Generally, when you go through training, you are taught to take anything clients say about abuse they received seriously, but you always make a point to inform your boss first before you get the police involved. But it’s amazing how scary it can seem when it supposedly happens on your watch without knowing, or more importantly, when you don’t always know for sure if it’s true or not. Still, you get to the bottom of this anyway because it’s your job.
Case in point, My friend works with adults with disabilities, albeit not in direct care like DrJonesHat. He got a scare like that a few months ago. So he works supervising clients at a radio station started by the owner as tech support, usually it’s just assisting with the machines and letting clients in by punching the code on the child proof lock. And this one client walks in who he wasn’t rostered to look after, forces his caretaker to wait outside. The client’s holding himself up in the back room, and my friend tried to be nice, asked if he wanted to sit in on the radio station, but the client said he wasn’t allowed to be in there because he “said some things on the air”.
Then he wants to talk to my friend alone a little later outside the studio and spun vivid tales about how his caretaker outside was withholding his medication in exchange for sex, and would sometimes skip the first step and just go straight tot he sex. He pleaded for his friend not to tell his boss, but my friend did anyway, because it seemed fairly straight forward right? Caretaker abuses client, the abused client doesn’t want anyone to know for fear of retribution, the boss has to know. Except, it wasn’t like that at all.
The answer my friend got was decidedly more heartbreaking than what he originally thought. This client wasn’t being abused, but rather, he had paranoid schizophrenia and delusions of being abused. My friend’s boss told him this wasn’t the first time something like this happened. Worse still, this client was apparently fresh out of being institutionalized and there had been times in the past where people had to “intervene”. In the case of the one that happened following the incident, it was my friend telling the caretaker about what happened before he took the client to see his boss, because the client would listen to him.

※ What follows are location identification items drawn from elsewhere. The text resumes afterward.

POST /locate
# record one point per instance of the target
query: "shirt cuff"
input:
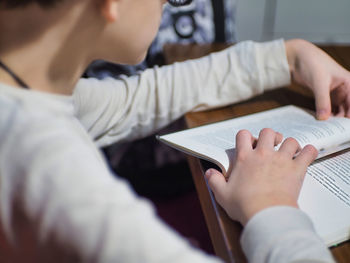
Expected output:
(272, 60)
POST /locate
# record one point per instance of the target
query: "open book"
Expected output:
(325, 195)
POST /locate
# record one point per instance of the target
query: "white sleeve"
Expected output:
(133, 107)
(58, 195)
(283, 234)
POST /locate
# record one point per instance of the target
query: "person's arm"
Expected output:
(128, 108)
(60, 203)
(262, 193)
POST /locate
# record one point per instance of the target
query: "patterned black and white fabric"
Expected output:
(145, 162)
(203, 21)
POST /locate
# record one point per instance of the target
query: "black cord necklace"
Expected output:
(14, 76)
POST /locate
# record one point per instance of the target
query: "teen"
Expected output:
(58, 199)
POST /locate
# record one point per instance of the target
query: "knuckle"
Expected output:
(241, 156)
(243, 133)
(311, 149)
(293, 141)
(267, 131)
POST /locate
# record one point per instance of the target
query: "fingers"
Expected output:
(307, 155)
(290, 147)
(244, 141)
(323, 100)
(217, 183)
(268, 139)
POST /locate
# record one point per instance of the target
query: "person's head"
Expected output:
(116, 30)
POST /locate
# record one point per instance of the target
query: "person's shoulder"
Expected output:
(21, 119)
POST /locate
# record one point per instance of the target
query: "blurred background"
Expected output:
(319, 21)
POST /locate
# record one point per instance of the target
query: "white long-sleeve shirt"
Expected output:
(56, 189)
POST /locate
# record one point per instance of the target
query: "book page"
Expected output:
(325, 197)
(217, 141)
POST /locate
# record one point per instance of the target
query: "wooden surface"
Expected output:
(223, 231)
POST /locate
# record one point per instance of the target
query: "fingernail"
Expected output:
(321, 114)
(208, 173)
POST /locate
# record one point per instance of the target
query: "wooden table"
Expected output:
(224, 232)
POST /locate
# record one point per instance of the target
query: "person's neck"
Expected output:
(39, 59)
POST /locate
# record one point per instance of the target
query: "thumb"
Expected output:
(323, 99)
(216, 181)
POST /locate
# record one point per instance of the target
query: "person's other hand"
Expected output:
(261, 177)
(312, 67)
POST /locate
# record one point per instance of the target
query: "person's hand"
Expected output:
(261, 177)
(312, 67)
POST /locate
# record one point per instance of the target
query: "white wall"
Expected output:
(320, 21)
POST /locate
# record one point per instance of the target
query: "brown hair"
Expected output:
(22, 3)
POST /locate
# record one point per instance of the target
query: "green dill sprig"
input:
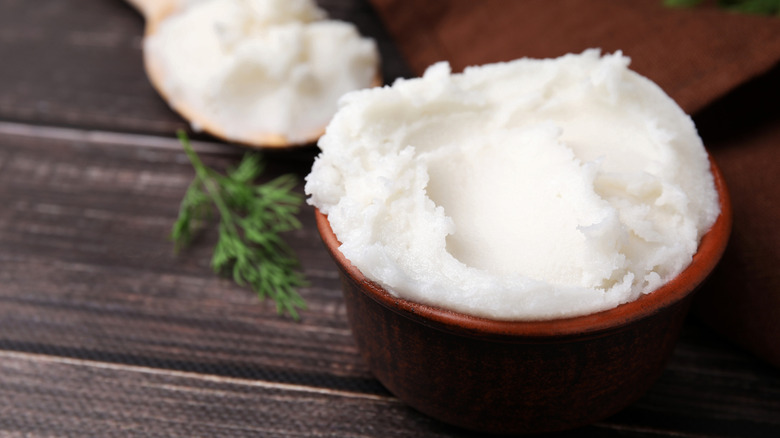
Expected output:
(250, 248)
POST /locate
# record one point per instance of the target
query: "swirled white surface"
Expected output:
(533, 189)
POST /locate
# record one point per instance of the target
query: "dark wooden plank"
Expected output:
(88, 275)
(54, 396)
(79, 63)
(88, 270)
(62, 398)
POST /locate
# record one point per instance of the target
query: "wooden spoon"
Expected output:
(155, 12)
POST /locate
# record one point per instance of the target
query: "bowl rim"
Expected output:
(710, 250)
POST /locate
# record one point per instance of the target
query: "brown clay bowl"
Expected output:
(512, 377)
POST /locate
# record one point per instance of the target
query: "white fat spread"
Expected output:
(256, 67)
(533, 189)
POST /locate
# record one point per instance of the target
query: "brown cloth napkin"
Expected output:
(718, 65)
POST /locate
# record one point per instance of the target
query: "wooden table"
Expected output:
(105, 332)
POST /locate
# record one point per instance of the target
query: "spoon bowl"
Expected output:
(155, 12)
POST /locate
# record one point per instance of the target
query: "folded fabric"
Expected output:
(698, 56)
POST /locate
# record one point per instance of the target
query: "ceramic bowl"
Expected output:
(511, 377)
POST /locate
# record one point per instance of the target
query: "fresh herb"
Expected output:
(763, 7)
(252, 217)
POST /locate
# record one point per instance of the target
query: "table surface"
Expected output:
(104, 331)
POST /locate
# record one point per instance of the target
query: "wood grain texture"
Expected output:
(105, 332)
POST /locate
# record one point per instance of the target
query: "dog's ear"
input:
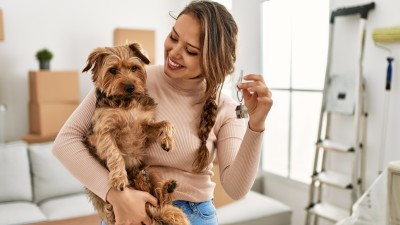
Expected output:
(95, 60)
(135, 47)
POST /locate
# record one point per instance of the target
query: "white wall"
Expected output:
(71, 29)
(385, 14)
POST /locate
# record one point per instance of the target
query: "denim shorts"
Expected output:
(198, 213)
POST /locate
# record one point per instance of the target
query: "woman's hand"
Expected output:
(258, 100)
(129, 206)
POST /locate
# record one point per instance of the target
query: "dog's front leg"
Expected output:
(108, 150)
(162, 132)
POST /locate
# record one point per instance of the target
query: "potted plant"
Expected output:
(44, 56)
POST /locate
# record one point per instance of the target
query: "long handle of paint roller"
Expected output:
(382, 156)
(361, 9)
(389, 73)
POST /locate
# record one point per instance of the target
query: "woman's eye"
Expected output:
(172, 38)
(113, 71)
(134, 68)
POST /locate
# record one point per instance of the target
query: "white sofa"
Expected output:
(36, 187)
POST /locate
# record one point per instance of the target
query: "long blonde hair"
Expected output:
(218, 41)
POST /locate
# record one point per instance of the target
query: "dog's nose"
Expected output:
(129, 88)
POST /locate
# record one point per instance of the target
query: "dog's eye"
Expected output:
(113, 71)
(134, 68)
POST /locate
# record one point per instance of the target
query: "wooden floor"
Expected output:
(84, 220)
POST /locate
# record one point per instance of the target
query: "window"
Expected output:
(294, 47)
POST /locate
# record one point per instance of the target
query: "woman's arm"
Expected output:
(238, 168)
(239, 171)
(70, 150)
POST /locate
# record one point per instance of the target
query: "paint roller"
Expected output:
(383, 36)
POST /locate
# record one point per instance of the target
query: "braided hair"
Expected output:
(218, 40)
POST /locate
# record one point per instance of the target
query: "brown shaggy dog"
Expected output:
(123, 127)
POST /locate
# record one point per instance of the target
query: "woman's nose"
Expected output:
(176, 52)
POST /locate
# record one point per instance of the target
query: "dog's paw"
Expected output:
(165, 138)
(170, 186)
(119, 183)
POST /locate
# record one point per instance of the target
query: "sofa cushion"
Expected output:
(14, 173)
(50, 177)
(67, 207)
(255, 209)
(20, 213)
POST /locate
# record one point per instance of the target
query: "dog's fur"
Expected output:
(123, 127)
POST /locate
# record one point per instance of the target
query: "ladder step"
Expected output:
(336, 179)
(329, 212)
(336, 146)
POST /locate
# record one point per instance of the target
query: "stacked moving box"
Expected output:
(54, 95)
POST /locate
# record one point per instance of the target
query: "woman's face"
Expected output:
(182, 49)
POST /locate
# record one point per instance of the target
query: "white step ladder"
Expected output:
(343, 96)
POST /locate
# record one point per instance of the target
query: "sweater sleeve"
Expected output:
(72, 153)
(238, 152)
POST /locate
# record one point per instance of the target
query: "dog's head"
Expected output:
(118, 71)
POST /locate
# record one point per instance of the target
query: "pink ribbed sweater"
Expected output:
(237, 148)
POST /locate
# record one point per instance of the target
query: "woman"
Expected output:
(199, 53)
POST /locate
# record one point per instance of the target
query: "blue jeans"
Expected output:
(198, 213)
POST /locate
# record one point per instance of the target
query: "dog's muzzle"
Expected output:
(129, 88)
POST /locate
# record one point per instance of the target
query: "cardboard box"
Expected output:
(1, 26)
(221, 198)
(54, 86)
(47, 119)
(145, 37)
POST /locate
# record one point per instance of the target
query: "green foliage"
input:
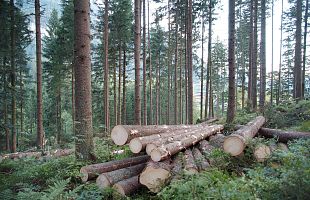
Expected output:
(285, 176)
(288, 114)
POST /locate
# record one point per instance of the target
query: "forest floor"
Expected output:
(286, 175)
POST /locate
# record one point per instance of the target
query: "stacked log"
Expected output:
(90, 172)
(235, 143)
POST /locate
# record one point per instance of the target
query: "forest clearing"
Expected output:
(154, 99)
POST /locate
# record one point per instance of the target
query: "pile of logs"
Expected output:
(173, 149)
(37, 154)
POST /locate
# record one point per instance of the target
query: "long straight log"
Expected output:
(156, 175)
(122, 134)
(163, 152)
(200, 160)
(108, 179)
(92, 171)
(166, 140)
(235, 143)
(190, 166)
(127, 186)
(138, 144)
(283, 136)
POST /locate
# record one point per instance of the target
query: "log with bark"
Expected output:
(262, 152)
(190, 166)
(138, 144)
(217, 140)
(156, 175)
(127, 186)
(200, 160)
(163, 152)
(280, 135)
(122, 134)
(235, 143)
(110, 178)
(92, 171)
(283, 136)
(171, 138)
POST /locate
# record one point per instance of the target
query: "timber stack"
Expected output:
(166, 151)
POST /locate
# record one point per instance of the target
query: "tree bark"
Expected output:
(137, 8)
(231, 64)
(297, 64)
(304, 50)
(13, 75)
(235, 143)
(90, 172)
(106, 67)
(190, 64)
(122, 134)
(82, 64)
(254, 59)
(190, 166)
(283, 136)
(279, 93)
(170, 149)
(262, 87)
(108, 179)
(144, 67)
(156, 175)
(127, 186)
(200, 160)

It’s worrying when a client comes up to you and talks about being abused by a caretaker, but it’s even more so when you now have no way of knowing if it’s true or not. No one wants to be the guy who let someone get abused like that on their watch, regardless of how many mental faculties they have. But when mental faculties or lack thereof call into question the credibility of these claims, I can only imagine the echoes of “what if, what if, what if...” that would run through someone’s head in that situation.